The Molly Park subplot was a dozen different kinds of silly. If Angela is an amazing detective (which obviously isn’t why she’s on this show), don’t you think it’s appropriate that Molly disappear right after Dexter’s identity is revealed? But the thing is, accuracy or even caution is not part of the way Dexter operates these days. The man who used to go to great lengths to hunt down his targets and make sure he escaped now kind of randomly kills people if they threaten to interfere with the fantasy of patriarchal redemption that sustains him. It’s quite frustrating to see how Dexter became so unrelated to Harry’s token, especially since not being caught has taken on a new urgency for him.
Kurt’s role in turning Molly Park was also frustrating because it is impossible for a serial killer to operate with such disregard for discretion for so long without being caught. In fairness to Kurt, he’s so desperate to replace the body he destroyed when Chloe decides to deviate from a plan that was never explained to her. We still have no idea what Kurt is doing with the bodies of his victims – Tip Tom Waits”What is building‘—but it requires a body without a hole in the face, and will do anything to get it. Oddly enough, he wouldn’t mind being the last person seen with so many desperate fugitives. He also wouldn’t mind seeing him dining with Molly Park, who is now more A well-known guest guest on Iron Lake, before he makes her disappear too.Kurt and Dexter compete at a banjo but neither of them are in tune.
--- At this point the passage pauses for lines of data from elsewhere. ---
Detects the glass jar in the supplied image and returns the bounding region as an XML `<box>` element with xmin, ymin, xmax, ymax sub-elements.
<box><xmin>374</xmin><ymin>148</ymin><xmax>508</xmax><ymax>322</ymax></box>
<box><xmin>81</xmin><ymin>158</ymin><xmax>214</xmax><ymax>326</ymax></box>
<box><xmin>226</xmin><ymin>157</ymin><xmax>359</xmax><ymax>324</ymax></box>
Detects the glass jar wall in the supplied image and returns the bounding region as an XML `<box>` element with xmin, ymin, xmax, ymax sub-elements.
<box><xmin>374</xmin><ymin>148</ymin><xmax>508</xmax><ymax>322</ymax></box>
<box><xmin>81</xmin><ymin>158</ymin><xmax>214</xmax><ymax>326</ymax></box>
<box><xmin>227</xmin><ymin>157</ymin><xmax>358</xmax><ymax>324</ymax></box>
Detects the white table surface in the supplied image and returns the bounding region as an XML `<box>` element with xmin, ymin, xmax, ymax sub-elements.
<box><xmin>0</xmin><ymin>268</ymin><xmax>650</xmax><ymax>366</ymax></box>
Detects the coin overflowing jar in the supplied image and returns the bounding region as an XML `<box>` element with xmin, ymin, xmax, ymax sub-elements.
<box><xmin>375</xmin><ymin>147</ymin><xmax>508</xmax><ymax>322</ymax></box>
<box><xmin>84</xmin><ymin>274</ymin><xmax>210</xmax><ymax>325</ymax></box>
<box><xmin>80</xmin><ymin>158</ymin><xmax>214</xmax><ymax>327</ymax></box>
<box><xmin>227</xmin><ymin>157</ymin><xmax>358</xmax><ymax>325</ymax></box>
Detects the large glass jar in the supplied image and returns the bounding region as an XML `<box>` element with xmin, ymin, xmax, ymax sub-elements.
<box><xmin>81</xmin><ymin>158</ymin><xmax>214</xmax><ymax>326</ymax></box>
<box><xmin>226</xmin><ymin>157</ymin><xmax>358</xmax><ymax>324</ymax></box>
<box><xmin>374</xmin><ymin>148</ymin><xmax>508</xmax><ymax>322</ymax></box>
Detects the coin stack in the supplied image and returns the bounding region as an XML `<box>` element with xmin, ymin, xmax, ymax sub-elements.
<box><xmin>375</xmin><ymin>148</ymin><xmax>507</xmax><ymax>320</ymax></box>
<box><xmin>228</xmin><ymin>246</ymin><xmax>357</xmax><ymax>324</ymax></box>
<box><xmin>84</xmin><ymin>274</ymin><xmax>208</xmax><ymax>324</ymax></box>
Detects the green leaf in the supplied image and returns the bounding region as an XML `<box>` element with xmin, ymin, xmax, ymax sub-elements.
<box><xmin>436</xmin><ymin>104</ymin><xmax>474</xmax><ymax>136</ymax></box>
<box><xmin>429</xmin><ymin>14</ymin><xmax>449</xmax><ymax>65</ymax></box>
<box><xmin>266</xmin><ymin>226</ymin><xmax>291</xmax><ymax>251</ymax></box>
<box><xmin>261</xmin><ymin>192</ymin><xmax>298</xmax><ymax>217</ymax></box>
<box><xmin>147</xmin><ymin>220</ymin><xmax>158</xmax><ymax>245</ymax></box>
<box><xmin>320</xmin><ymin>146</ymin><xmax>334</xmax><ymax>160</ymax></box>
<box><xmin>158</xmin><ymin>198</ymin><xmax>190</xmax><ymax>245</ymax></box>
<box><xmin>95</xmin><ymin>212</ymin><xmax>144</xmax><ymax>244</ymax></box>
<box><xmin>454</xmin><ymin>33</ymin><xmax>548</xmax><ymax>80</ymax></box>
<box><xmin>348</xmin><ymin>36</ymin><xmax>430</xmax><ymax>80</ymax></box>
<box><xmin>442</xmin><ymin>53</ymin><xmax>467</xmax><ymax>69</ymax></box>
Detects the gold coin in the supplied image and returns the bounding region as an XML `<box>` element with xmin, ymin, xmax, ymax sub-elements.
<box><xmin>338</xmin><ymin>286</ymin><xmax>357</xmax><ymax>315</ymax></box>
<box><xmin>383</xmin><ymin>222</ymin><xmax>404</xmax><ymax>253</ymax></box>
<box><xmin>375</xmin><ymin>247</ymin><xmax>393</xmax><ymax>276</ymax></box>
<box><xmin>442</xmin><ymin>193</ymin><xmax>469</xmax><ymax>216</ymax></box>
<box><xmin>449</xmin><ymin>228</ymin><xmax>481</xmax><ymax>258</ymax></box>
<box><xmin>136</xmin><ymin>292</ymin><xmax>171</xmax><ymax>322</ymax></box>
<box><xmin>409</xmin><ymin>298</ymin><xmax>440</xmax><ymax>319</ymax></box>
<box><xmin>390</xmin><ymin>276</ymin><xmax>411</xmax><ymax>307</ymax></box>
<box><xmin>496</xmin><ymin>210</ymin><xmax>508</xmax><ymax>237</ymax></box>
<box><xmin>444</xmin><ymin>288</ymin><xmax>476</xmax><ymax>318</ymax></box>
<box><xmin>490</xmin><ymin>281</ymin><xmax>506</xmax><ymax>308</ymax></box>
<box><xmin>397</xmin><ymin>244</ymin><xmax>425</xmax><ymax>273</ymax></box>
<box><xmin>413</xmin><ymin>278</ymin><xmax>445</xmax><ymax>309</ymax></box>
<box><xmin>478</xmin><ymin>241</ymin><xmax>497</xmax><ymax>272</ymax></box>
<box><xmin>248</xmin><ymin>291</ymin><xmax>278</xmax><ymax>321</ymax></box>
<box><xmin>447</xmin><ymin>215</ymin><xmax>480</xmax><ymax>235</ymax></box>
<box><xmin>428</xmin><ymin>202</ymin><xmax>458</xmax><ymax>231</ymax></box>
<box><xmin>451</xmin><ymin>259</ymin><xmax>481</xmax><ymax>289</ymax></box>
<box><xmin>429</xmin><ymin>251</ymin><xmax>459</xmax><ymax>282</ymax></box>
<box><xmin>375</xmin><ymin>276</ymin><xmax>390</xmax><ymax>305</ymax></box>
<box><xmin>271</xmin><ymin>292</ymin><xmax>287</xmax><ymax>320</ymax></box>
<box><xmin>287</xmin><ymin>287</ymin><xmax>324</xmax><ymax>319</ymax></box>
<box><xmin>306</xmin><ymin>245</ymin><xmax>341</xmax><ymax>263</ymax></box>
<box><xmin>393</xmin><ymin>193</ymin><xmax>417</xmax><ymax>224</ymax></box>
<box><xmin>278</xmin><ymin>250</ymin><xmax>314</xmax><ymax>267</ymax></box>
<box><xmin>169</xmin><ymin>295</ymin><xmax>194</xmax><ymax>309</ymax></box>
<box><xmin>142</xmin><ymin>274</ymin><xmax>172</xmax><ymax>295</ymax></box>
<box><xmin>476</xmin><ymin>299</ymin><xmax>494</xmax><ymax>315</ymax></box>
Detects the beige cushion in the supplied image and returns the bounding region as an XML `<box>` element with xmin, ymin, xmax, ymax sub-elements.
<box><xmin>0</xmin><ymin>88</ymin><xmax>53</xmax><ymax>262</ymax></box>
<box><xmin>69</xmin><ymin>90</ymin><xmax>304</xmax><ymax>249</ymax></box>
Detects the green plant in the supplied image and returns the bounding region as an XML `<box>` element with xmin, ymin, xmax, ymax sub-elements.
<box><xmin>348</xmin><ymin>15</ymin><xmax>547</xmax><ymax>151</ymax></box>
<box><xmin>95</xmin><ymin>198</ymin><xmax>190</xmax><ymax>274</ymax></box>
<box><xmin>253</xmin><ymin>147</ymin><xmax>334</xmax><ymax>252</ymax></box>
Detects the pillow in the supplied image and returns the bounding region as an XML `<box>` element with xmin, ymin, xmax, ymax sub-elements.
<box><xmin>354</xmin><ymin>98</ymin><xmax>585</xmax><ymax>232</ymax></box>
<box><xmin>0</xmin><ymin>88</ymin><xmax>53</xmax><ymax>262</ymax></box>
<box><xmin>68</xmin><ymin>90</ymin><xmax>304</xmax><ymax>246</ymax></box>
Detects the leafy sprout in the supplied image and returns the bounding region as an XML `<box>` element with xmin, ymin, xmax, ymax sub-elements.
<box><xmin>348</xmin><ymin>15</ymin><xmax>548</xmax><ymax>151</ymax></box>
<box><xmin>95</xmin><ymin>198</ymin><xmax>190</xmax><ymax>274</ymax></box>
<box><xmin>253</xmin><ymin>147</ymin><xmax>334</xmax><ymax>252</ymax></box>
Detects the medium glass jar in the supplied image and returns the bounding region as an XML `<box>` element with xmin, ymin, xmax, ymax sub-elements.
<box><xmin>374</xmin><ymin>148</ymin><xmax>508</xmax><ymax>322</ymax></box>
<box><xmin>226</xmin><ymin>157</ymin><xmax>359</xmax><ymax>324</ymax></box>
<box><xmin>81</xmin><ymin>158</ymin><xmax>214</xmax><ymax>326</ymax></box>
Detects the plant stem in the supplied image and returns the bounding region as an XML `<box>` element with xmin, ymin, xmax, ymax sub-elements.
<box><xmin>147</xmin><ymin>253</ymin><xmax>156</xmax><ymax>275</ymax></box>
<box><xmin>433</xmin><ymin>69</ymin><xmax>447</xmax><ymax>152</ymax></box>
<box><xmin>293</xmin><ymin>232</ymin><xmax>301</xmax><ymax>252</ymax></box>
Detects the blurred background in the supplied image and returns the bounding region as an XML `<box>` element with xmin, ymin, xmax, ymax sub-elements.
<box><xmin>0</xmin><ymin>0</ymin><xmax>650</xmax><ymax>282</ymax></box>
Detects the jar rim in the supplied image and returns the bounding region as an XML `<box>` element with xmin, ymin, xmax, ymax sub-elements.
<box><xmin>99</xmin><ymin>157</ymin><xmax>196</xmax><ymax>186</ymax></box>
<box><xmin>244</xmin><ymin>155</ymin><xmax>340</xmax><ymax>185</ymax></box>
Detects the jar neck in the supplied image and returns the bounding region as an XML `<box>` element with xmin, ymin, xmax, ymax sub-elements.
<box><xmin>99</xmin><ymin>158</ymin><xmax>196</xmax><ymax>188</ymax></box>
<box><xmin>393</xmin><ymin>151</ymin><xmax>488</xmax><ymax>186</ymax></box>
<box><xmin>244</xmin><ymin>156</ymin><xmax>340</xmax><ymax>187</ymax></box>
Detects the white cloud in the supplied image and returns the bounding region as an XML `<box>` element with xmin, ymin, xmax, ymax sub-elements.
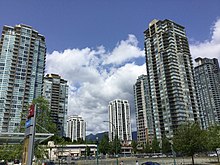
<box><xmin>104</xmin><ymin>34</ymin><xmax>144</xmax><ymax>64</ymax></box>
<box><xmin>46</xmin><ymin>35</ymin><xmax>146</xmax><ymax>134</ymax></box>
<box><xmin>190</xmin><ymin>19</ymin><xmax>220</xmax><ymax>61</ymax></box>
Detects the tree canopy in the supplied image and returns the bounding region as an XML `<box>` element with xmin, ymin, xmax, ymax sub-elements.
<box><xmin>173</xmin><ymin>123</ymin><xmax>207</xmax><ymax>164</ymax></box>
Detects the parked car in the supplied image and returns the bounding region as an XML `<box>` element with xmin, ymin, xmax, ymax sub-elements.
<box><xmin>14</xmin><ymin>159</ymin><xmax>20</xmax><ymax>165</ymax></box>
<box><xmin>141</xmin><ymin>162</ymin><xmax>160</xmax><ymax>165</ymax></box>
<box><xmin>0</xmin><ymin>161</ymin><xmax>7</xmax><ymax>165</ymax></box>
<box><xmin>43</xmin><ymin>161</ymin><xmax>55</xmax><ymax>165</ymax></box>
<box><xmin>208</xmin><ymin>153</ymin><xmax>218</xmax><ymax>157</ymax></box>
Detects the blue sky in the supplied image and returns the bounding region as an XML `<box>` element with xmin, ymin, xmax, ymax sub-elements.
<box><xmin>0</xmin><ymin>0</ymin><xmax>220</xmax><ymax>134</ymax></box>
<box><xmin>0</xmin><ymin>0</ymin><xmax>220</xmax><ymax>52</ymax></box>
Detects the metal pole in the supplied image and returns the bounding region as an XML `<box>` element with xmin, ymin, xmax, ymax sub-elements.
<box><xmin>27</xmin><ymin>105</ymin><xmax>37</xmax><ymax>165</ymax></box>
<box><xmin>96</xmin><ymin>137</ymin><xmax>99</xmax><ymax>165</ymax></box>
<box><xmin>171</xmin><ymin>144</ymin><xmax>176</xmax><ymax>165</ymax></box>
<box><xmin>103</xmin><ymin>121</ymin><xmax>118</xmax><ymax>165</ymax></box>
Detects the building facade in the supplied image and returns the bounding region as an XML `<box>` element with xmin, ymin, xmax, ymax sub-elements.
<box><xmin>108</xmin><ymin>99</ymin><xmax>132</xmax><ymax>143</ymax></box>
<box><xmin>0</xmin><ymin>25</ymin><xmax>46</xmax><ymax>132</ymax></box>
<box><xmin>195</xmin><ymin>57</ymin><xmax>220</xmax><ymax>129</ymax></box>
<box><xmin>43</xmin><ymin>74</ymin><xmax>68</xmax><ymax>136</ymax></box>
<box><xmin>144</xmin><ymin>20</ymin><xmax>200</xmax><ymax>139</ymax></box>
<box><xmin>66</xmin><ymin>115</ymin><xmax>86</xmax><ymax>141</ymax></box>
<box><xmin>133</xmin><ymin>75</ymin><xmax>154</xmax><ymax>145</ymax></box>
This doubles as for Angela, who is still not quite as competent or super sharp depending on the needs of each episode. The last episode’s thunderbolt was extinguished almost immediately, as Angela confronted Dexter with his fake obituary and was completely satisfied with Dexter’s interpretation. And look, it’s not the worst possible explanation, at least emotionally. Dexter makes the very grave step of dragging Angela’s husband and missing friend as examples of how powerful grief and loss can be. But this is true in spite of everything. However, that doesn’t explain why he’s actively hiding from his past, including Harrison, and why he made all the effort to hide his illustrious law enforcement career. Angela did not even mention that she met Batista, Dexter’s former classmate.
Angela’s name ends up saying “Dexter Morgan” when she frantically calls him after Eris’s relatively preserved body is found buried deep in Clark’s Caves. She still hasn’t spoken to Jim Lindsey, but it seems that there is only one presumed dead crime scene investigator he can trust now.
- Seriously, does Dexter know where Harrison is and what he’s doing? like ever?
- Kurt Caldwell lost some of his vile luster to me last week, but Punch Chloe’s corpse brought it back.
- The wizard is very annoying but he is a fan of Paul Thomas Anderson, which is nothing.
- It doesn’t look like Matt Caldwell’s “story” would be that interesting to someone like Molly. On top of that, if she did multiple episodes on killers in Miami, she must still be there because there are a lot of them according to that show.
- I was hoping Logan would be the stubborn cop with Dexter in his net this season, but that seems highly unlikely now. This dude is all about stubborn.